Éditions de la MSH, Paris, 2016, 184 p.

Comment restituer des situations vécues et partagées à la fois par des chercheurs, des journalistes, des politiques et bien sûr des habitants ? Comment laisser la parole à l'ensemble de ces voix et de ces points de vue sur une même réalité, qui se mêlent et s’influencent mutuellement ?

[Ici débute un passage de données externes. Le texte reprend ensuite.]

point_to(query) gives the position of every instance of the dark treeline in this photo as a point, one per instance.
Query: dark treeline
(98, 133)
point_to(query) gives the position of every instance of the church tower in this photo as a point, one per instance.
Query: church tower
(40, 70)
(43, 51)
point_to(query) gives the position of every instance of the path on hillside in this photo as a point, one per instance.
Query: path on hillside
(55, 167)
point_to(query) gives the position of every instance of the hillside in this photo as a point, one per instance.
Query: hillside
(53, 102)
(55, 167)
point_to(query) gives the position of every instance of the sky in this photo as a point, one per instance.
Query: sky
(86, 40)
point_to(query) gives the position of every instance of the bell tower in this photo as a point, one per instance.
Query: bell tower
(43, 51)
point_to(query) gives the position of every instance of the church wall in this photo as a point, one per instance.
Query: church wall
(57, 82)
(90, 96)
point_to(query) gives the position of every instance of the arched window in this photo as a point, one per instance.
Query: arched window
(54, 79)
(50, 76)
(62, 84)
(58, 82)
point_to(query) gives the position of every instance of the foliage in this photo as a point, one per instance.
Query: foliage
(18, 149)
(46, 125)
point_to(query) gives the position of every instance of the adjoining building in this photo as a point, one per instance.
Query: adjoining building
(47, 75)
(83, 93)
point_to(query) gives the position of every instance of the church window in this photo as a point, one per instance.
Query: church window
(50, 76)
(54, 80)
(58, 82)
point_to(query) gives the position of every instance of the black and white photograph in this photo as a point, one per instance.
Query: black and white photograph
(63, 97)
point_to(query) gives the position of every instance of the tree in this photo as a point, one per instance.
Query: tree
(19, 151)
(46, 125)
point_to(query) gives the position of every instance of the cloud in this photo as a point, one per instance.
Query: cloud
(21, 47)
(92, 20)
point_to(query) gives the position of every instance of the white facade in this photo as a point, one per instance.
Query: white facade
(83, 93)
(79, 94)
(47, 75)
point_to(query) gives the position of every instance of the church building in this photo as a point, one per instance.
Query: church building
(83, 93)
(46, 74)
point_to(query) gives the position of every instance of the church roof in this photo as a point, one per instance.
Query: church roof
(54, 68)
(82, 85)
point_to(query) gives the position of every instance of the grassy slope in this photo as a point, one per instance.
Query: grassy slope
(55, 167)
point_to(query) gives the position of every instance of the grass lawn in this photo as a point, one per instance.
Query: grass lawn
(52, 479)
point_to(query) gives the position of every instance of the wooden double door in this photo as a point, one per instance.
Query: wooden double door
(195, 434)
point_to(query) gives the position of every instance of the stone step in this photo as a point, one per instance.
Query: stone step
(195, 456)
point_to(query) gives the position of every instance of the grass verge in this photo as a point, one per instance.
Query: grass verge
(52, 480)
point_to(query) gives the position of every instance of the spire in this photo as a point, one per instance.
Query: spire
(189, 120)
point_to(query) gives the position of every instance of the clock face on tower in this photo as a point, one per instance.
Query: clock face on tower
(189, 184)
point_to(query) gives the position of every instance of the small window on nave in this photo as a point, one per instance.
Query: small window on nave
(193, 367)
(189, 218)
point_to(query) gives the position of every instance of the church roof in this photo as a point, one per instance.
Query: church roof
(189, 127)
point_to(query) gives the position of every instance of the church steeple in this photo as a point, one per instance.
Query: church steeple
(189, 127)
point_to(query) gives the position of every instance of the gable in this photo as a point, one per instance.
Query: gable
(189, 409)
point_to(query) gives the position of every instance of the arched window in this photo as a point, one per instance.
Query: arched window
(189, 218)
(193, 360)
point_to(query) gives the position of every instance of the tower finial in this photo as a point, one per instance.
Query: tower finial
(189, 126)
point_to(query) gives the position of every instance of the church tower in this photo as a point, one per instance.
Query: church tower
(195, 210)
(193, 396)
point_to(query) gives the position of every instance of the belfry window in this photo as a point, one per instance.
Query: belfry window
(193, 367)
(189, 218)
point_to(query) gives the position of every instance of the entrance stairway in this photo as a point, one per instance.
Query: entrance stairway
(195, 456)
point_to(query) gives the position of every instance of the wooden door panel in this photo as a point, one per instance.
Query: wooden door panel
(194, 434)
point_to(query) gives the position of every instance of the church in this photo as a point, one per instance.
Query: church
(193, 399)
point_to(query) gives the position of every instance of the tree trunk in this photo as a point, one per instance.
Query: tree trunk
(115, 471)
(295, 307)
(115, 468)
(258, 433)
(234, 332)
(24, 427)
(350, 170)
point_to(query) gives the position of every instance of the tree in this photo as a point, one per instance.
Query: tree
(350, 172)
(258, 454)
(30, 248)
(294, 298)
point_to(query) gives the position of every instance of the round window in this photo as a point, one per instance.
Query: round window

Cette pièce de théâtre en trois actes, accompagnée d’une analyse des discours et d’un état des lieux critique, retrace l’histoire récente de la construction d’un barrage au Portugal et du déplacement d’un village et de ses habitants vers d’autres logiques d’occupation des espaces et d’exploitation de l’environnement. La recherche anthropologique, menée in situ sur une quinzaine d’année, offre ici un regard multifacette sur les différentes façons de concevoir une situation somme toute assez banale dans le monde, mais chaque fois débordante de doutes, d’espérances et d’émotions. Cette forme d’écriture polyphonique suggère une familiarité qui, bien qu’éloignée éveille en nous des sentiments communs, de la colère à l’empathie.
Plus grand plan d’eau d’Europe, à la fois héritier des vieilles traditions civilisatrices de développement étatique par l’eau, précurseur en matière d’application des mesures de concertation et de participation publique, et édifice des plus modernes de réserve d’eau contrôlée, le grand barrage d’Alqueva au Portugal, est et restera probablement la dernière entreprise de cette envergure en Europe.